Performance recovery: Proper cleaning restores 85-95% of original reflectivity.

Economic Analysis

Operating Cost

Energy consumption:

$$C_{annual} = P_{rated} \times t_{operation} \times C_{electric}$$

Example: 10 kW system, 2000 h/year, $0.12/kWh

  • Annual energy: 10 kW × 2000 h = 20,000 kWh
  • Annual cost: 20,000 kWh × $0.12 = $2,400/year

Comparison: Electric vs.
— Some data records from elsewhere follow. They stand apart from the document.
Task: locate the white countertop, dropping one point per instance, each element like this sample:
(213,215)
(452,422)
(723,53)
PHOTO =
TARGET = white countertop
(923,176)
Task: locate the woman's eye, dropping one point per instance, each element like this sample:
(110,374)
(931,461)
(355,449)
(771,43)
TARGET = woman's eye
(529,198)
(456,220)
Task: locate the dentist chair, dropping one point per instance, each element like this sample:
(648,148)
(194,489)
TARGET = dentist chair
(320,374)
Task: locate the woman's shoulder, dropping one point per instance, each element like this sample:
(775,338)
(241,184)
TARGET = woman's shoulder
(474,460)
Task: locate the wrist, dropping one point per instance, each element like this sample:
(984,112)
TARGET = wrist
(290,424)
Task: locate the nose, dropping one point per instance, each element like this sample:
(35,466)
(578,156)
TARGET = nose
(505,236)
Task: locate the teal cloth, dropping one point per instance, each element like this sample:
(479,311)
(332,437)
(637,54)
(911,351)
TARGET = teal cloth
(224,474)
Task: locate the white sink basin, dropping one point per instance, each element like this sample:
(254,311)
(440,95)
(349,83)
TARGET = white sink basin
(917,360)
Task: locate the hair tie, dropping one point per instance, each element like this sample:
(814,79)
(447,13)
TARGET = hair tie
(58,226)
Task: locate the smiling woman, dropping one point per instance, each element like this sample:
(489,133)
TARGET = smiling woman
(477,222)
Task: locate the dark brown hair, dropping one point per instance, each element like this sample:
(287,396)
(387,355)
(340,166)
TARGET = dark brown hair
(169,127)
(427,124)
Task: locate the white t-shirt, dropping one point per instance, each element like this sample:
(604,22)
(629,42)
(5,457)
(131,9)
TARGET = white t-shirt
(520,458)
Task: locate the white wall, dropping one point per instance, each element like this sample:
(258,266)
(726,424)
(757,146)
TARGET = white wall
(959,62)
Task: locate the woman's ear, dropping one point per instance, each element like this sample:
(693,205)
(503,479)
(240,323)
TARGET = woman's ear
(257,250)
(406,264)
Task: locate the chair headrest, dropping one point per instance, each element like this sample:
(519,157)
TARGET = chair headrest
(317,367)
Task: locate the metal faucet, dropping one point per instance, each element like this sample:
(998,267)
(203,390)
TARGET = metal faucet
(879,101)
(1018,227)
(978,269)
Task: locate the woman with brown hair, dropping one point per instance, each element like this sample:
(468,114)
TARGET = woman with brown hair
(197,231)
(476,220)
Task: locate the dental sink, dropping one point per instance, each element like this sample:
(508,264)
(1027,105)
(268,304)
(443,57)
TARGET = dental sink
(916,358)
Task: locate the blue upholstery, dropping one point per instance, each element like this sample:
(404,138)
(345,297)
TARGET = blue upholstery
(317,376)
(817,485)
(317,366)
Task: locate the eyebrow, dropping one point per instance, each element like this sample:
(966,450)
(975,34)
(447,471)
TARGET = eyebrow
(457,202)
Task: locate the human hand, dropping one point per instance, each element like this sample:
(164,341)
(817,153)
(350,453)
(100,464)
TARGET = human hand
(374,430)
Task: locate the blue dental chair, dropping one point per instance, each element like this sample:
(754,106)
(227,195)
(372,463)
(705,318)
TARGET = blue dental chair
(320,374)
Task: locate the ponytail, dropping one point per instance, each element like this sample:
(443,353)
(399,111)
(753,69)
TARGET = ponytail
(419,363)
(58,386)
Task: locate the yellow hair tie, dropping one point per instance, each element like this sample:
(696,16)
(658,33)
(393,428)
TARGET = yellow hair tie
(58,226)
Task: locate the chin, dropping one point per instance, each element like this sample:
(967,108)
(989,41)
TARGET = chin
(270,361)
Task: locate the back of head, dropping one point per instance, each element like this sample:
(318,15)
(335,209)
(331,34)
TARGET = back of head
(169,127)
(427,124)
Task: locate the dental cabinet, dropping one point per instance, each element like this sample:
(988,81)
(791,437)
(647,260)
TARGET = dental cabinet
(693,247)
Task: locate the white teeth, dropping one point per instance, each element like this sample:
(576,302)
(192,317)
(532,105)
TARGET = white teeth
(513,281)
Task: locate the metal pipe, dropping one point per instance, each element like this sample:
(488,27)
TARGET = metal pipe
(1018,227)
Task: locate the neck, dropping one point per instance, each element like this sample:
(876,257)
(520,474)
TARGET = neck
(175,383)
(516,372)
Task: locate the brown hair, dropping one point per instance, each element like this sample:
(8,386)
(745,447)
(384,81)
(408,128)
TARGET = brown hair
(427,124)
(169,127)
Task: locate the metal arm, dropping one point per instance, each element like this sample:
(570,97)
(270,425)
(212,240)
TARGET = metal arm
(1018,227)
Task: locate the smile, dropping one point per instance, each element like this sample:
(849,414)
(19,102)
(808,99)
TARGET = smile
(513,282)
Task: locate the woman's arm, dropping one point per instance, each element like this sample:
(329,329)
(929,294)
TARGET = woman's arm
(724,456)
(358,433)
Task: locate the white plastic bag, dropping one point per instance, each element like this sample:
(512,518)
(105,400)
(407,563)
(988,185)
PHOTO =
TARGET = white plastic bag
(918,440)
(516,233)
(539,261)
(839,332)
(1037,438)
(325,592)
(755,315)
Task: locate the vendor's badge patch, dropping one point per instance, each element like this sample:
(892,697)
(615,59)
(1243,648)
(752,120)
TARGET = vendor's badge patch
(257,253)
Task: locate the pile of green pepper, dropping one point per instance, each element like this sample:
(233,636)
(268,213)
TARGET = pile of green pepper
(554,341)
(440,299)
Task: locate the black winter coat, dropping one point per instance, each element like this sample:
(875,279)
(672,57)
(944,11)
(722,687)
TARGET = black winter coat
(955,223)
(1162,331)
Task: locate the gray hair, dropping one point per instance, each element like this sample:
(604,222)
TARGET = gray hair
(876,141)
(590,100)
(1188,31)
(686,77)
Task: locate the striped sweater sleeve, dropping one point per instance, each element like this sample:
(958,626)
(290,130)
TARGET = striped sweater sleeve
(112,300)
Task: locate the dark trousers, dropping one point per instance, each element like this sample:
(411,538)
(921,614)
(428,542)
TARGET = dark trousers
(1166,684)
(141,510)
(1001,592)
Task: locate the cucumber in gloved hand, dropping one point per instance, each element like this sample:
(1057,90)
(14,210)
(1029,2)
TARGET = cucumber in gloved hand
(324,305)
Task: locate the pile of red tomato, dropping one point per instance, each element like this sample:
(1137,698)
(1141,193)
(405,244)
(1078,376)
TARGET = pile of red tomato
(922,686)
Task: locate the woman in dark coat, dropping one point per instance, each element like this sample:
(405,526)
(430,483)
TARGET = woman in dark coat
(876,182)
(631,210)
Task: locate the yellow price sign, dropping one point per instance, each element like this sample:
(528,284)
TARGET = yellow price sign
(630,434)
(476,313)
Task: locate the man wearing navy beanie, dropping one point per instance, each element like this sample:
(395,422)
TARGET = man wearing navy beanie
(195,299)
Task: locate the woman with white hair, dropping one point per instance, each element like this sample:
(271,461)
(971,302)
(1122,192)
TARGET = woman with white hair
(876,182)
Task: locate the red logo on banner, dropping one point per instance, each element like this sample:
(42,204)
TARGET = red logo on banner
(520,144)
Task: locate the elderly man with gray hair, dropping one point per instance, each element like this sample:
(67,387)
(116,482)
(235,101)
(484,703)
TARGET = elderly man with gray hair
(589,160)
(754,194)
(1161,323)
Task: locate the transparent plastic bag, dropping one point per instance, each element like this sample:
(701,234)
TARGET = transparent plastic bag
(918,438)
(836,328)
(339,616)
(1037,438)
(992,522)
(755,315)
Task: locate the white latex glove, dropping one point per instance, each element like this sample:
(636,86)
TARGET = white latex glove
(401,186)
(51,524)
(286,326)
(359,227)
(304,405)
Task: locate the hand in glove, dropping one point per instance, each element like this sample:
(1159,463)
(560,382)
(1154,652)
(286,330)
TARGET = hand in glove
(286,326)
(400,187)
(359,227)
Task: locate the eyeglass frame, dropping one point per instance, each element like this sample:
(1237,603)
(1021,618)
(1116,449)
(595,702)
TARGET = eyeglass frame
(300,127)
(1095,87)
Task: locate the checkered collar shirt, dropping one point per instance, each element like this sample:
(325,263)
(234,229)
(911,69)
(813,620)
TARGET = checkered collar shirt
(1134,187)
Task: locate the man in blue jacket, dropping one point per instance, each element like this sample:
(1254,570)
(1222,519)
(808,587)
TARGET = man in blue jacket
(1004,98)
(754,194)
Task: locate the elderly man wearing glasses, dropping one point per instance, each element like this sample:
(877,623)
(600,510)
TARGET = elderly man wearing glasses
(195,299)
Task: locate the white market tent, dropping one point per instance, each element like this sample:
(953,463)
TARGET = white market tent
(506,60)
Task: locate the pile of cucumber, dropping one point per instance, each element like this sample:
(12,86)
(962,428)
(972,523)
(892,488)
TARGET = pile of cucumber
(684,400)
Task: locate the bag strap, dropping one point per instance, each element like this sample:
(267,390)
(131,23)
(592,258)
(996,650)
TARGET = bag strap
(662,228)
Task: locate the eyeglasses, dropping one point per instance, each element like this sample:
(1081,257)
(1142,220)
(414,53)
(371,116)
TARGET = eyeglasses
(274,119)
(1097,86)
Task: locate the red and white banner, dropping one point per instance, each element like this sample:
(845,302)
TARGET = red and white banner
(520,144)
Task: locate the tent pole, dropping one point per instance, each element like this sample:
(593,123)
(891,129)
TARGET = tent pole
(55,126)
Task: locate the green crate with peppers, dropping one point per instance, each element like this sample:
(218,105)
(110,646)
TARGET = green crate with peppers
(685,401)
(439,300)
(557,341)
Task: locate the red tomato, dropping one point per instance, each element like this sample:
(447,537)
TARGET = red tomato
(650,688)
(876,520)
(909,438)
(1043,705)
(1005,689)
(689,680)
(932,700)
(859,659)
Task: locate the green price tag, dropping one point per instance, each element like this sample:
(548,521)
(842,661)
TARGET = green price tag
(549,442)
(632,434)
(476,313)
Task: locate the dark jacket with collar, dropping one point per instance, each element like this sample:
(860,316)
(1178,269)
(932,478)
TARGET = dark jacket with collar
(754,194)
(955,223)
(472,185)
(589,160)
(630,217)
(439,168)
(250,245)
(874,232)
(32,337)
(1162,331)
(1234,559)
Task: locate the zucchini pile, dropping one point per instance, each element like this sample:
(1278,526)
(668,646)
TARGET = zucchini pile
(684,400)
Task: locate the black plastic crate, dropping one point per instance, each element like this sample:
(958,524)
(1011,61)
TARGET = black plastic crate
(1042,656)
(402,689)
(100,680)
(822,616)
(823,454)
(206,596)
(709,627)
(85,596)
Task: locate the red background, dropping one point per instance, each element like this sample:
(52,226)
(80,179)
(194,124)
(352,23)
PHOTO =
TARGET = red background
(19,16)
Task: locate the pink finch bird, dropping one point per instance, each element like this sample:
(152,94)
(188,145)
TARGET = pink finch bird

Gas

Electric infrared:

  • Efficiency: 85% (quartz lamp to target)
  • Operating cost: $0.12/kWh ÷ 0.85 = $0.141/kWh delivered
  • Maintenance: Low
  • Capital: Moderate

Gas high-intensity:

  • Efficiency: 65% (combustion to target)
  • Operating cost: $1.00/therm ÷ 0.65 = $1.54/therm delivered = $0.045/kWh delivered
  • Maintenance: Moderate
  • Capital: Moderate
  • Operating cost advantage: Gas = 1/3 of electric

When electric makes sense:

  • No gas available
  • Clean environment required (semiconductor, food)
  • Precise control essential
  • Intermittent operation (instant on/off advantage)
  • Small capacity (< 10 kW)
  • Process heating (specialized wavelength requirements)

When gas makes sense:

  • Large capacity (> 25 kW)
  • Continuous operation
  • Space heating (comfort applications)
  • Operating cost critical

Electric infrared heaters provide clean, precise, instantly controllable radiant heating through resistance elements spanning near-infrared to far-infrared spectra, enabling optimized performance for process heating, spot comfort, and applications requiring wavelength-specific absorption characteristics unavailable from combustion-based systems.